Considerado precursor de Lampião, o negro Lucas da Feira foi o terror do sertão baiano durante vinte anos. Lucas foi o assombro, o pesadelo dos sertanejos. As façanhas desse personagem perduram até hoje na tradição oral dos feirenses. O cearense Leonardo Mota no livro “No Tempo de Lampião”, publicado pelo livreiro-editor A. J. de Castilho, em 1921, recolheu na Bahia vários depoimentos sobre Lucas da Feira.  Outras informações dão conta de que ele veio de uma linhagem nobre e, se tivesse nascido na África seria considerado rei. “Como hoje é uma figura muito badalada por causa dos movimentos reivindicatórios afrodescendentes, é possível que estejam comparando Lucas a Zumbi. Esse sim tinha antecedentes reais”, comenta o estudioso Franklin Machado, da Universidade Estadual de Feira de Santana.

Fruto de anos de pesquisa do roteirista Marcos Franco e de entrevistas realizadas em conjunto com o também roteirista Marcelo Lima, com pesquisadores e líderes de associações de bairros feirenses, resgata a história do escravo rebelde Lucas da Feira no álbum em quadrinhos Lucas da Vila de Sant´Anna da Feira


“Lucas da Feira, em nossa visão, foi um indivíduo aguerrido que tinha a criminalidade como ofício, posição marginal que cabia bem a um ser humano considerado inferior pela sociedade em que vivia. Nesse sentido, achamos excessivamente moralista tachá-lo de psicopata e lhe atribuir uma aura maligna. Ao mesmo tempo, sua coragem para rejeitar a sub-missão imposta desde a nascença não o torna herói de ninguém a não ser, talvez, de si mesmo. Tornar-se um assassino cruel foi opção dotada de forte capacidade de se erguer e reagir ante as adversidades, ante de tudo uma maneira de se permitir o impensável para um escravo: possuir autoestima para cuidar de si e da própria vida. De qualquer modo, sendo ele considerado algoz ou vítima, a sua influência na cultura feirense é algo inquestionável, como forte valorizador, sobretudo, da cultura afro-brasileira”, continua os roteiristas e pesquisador Marcos e Marcelo no prefácio.

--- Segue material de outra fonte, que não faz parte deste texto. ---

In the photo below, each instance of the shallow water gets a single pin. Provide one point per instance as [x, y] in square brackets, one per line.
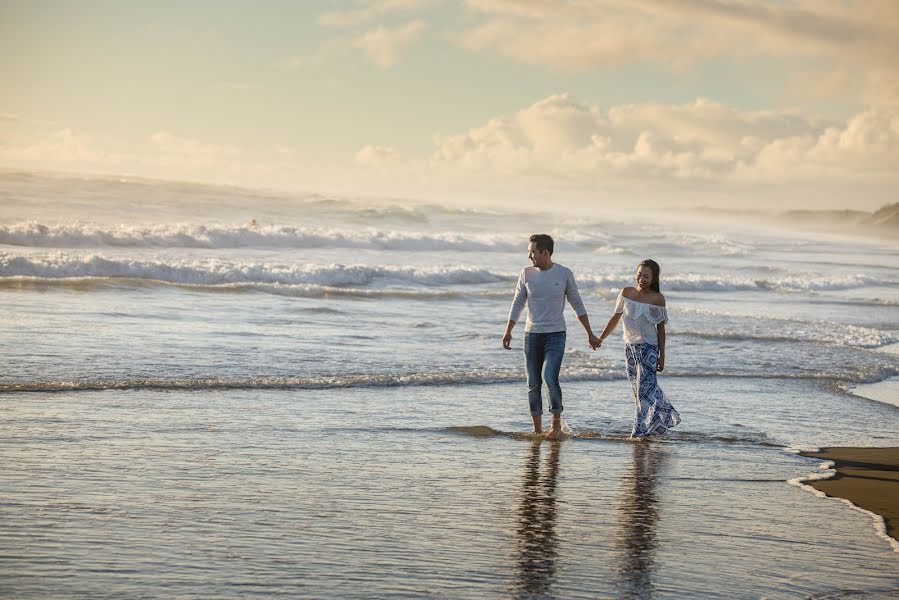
[319, 406]
[370, 492]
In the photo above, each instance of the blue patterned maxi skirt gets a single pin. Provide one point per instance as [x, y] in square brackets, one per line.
[654, 414]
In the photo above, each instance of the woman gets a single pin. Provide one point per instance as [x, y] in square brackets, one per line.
[645, 316]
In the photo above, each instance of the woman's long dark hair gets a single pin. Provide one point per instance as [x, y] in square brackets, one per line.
[654, 267]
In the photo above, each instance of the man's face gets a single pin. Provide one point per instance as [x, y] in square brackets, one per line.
[538, 259]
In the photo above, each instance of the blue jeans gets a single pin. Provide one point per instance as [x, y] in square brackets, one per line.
[543, 354]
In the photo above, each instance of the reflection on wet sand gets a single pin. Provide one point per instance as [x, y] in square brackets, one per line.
[537, 540]
[638, 515]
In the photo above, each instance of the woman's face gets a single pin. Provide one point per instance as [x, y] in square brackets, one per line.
[644, 278]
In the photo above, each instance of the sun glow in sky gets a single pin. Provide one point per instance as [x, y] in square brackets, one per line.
[778, 104]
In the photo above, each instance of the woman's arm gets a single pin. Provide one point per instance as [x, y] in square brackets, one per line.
[660, 329]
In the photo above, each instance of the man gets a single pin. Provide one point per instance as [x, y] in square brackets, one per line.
[545, 286]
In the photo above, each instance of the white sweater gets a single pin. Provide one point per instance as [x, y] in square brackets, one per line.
[545, 293]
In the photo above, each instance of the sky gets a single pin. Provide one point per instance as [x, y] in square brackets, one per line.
[759, 104]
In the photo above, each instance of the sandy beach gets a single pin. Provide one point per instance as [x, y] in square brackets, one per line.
[867, 477]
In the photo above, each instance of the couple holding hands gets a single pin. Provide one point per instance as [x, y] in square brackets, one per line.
[544, 287]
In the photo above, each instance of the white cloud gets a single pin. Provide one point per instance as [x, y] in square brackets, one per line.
[701, 142]
[377, 155]
[383, 45]
[676, 33]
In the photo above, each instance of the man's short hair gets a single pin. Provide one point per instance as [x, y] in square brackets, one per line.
[543, 242]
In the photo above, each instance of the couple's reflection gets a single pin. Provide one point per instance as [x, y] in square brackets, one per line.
[537, 541]
[638, 515]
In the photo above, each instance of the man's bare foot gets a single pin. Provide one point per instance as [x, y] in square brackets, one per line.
[555, 429]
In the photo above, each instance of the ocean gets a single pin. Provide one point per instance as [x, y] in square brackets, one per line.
[210, 391]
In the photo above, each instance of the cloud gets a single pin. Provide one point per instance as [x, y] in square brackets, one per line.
[377, 155]
[56, 147]
[383, 45]
[579, 36]
[700, 142]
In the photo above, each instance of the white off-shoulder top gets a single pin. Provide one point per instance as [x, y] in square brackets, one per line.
[639, 320]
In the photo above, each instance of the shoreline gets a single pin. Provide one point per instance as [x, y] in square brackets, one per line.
[866, 477]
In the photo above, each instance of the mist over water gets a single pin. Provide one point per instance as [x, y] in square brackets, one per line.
[306, 395]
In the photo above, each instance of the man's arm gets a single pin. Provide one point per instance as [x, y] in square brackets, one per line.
[518, 301]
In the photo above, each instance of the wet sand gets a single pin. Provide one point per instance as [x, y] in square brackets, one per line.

Para a realização da obra, os roteiristas pesquisaram em alguns livros e dissertações de mestrado que encontraram. O material é pouco, mas não desanimou a dupla que ouviu muitos moradores sobre essa personagem. As fontes constam no final do álbum, assim como glossário, referências e o estudo das personagens. É bem provável que o leitor nunca tenha ouvido falar de Lucas da Feira, figura histórica do interior baiano. A obra ilumina esse desconhecimento. Isso ajuda a dar maior credibilidade à história que, mesmo fictícia, ancora-se em elementos reais. Os diálogos coloquiais e os desenhos de Hélcio Rogério ajudam a ambientar a região. A começar pela capa que foge do padrão com muita criatividade. Há um recorte do rosto da personagem, impactante. O uso do tom, excelente. Os desenhos registram todos os aspectos, ambientes da época. O traço de Hélcio é forte, personalístico e dinâmico. Há um detalhamento essencial para a realização desse álbum que merece ser lido por todos. A equipe (Marcos Franco, Marcelo Lima – roteiro e pesquisa, Helcio Rogerio – desenho; Caio SA Telles – capa; Jefferson Loureiro – letras; Patricia Martins – fotos dos autores e Adauto Silva – terceira capa) está de parabéns.   Um trabalho que pode ser publicado para fora do país.